Background: Metabolic Dysfunction-Associated Steatotic Liver Disease (MASLD) affects ~33% of U.S. adults and is the most common chronic liver disease. Although often asymptomatic, progression can lead to cirrhosis. Early detection is important, as lifestyle interventions can prevent disease progression. We developed a fair, rigorous, and reproducible MASLD prediction model and compared it to prior methods using a large electronic health record database. Methods: We evaluated LASSO logistic regression, random forest, XGBoost, and a neural network for MASLD prediction using clinical feature subsets, including the top 10 SHAP-ranked features.
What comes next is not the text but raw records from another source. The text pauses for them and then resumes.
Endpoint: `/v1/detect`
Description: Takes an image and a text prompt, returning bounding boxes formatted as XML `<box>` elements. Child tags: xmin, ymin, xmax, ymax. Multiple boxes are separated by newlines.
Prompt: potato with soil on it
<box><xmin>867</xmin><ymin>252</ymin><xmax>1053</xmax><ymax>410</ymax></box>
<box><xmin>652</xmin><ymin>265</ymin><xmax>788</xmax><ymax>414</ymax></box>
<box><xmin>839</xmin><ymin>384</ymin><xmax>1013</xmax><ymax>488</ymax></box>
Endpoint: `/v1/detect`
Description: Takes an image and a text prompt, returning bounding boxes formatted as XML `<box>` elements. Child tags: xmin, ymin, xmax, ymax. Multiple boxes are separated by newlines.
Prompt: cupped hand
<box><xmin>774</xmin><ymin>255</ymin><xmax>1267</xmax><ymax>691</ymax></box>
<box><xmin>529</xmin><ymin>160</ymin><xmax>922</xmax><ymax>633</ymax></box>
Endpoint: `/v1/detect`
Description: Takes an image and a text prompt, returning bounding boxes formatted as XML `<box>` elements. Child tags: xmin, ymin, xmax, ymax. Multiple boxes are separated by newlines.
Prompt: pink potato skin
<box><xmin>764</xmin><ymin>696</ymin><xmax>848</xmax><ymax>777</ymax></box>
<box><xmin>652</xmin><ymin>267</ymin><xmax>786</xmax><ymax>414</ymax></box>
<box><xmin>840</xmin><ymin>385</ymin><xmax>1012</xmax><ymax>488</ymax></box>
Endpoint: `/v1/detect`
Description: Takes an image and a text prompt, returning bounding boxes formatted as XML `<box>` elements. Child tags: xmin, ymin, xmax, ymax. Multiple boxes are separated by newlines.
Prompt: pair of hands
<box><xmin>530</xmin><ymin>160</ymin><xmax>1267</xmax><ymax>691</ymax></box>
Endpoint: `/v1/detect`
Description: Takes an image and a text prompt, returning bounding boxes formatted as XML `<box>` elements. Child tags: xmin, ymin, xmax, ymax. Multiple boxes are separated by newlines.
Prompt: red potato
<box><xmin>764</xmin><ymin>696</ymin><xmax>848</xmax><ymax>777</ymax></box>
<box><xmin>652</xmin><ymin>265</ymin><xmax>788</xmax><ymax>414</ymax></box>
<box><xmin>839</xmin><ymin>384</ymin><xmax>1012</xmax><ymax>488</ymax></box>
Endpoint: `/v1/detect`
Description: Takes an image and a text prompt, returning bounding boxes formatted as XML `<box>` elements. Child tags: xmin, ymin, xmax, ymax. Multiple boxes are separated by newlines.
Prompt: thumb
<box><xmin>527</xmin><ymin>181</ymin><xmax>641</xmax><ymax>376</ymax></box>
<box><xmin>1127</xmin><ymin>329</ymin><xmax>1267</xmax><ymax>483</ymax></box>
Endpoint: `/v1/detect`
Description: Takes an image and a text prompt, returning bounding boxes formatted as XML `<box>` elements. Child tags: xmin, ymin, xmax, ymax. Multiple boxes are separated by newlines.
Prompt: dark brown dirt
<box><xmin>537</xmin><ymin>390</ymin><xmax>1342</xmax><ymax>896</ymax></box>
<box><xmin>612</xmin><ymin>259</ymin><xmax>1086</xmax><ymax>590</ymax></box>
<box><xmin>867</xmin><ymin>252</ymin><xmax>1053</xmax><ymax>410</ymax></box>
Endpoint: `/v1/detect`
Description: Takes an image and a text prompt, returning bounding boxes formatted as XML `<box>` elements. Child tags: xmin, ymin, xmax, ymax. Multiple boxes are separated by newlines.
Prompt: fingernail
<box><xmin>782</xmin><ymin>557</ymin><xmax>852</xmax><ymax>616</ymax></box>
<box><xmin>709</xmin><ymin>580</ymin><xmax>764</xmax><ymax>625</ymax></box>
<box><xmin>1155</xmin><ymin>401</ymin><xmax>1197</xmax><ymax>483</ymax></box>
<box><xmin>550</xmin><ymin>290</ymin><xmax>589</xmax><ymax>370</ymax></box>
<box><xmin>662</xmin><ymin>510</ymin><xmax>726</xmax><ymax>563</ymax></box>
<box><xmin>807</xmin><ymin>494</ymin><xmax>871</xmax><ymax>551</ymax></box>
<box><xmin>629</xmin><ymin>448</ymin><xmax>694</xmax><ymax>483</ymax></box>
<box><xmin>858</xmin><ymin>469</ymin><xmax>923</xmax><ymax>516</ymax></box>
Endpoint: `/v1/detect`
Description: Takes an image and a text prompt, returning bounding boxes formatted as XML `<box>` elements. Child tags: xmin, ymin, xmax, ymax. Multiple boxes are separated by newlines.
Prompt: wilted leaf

To reduce disparities in true positive rates across racial and ethnic subgroups, we applied an equal opportunity postprocessing method. Results: This study included 59,492 patients in the training data, 24,198 in the validating data, and 25,188 in the testing data. The LASSO logistic regression model with the top 10 features was selected for its interpretability and comparable performance. Before fairness adjustment, the model achieved AUROC of 0.84, accuracy of 78%, sensitivity of 72%, specificity of 79%, and F1-score of 0.617. After equal opportunity postprocessing, accuracy modestly increased to 81% and specificity to 94%, while sensitivity decreased to 41% and F1-score to 0.515, reflecting the fairness trade-off. Conclusions: We developed the MASER prediction model (MASLD Static EHR Risk Prediction), a LASSO logistic regression model which achieved competitive performance for MASLD prediction (AUROC 0.836, accuracy 77.6%), comparable to previously reported ensemble and tree-based models. Overall, this approach demonstrates that interpretable models can achieve a balance of predictive performance and fairness in diverse patient populations.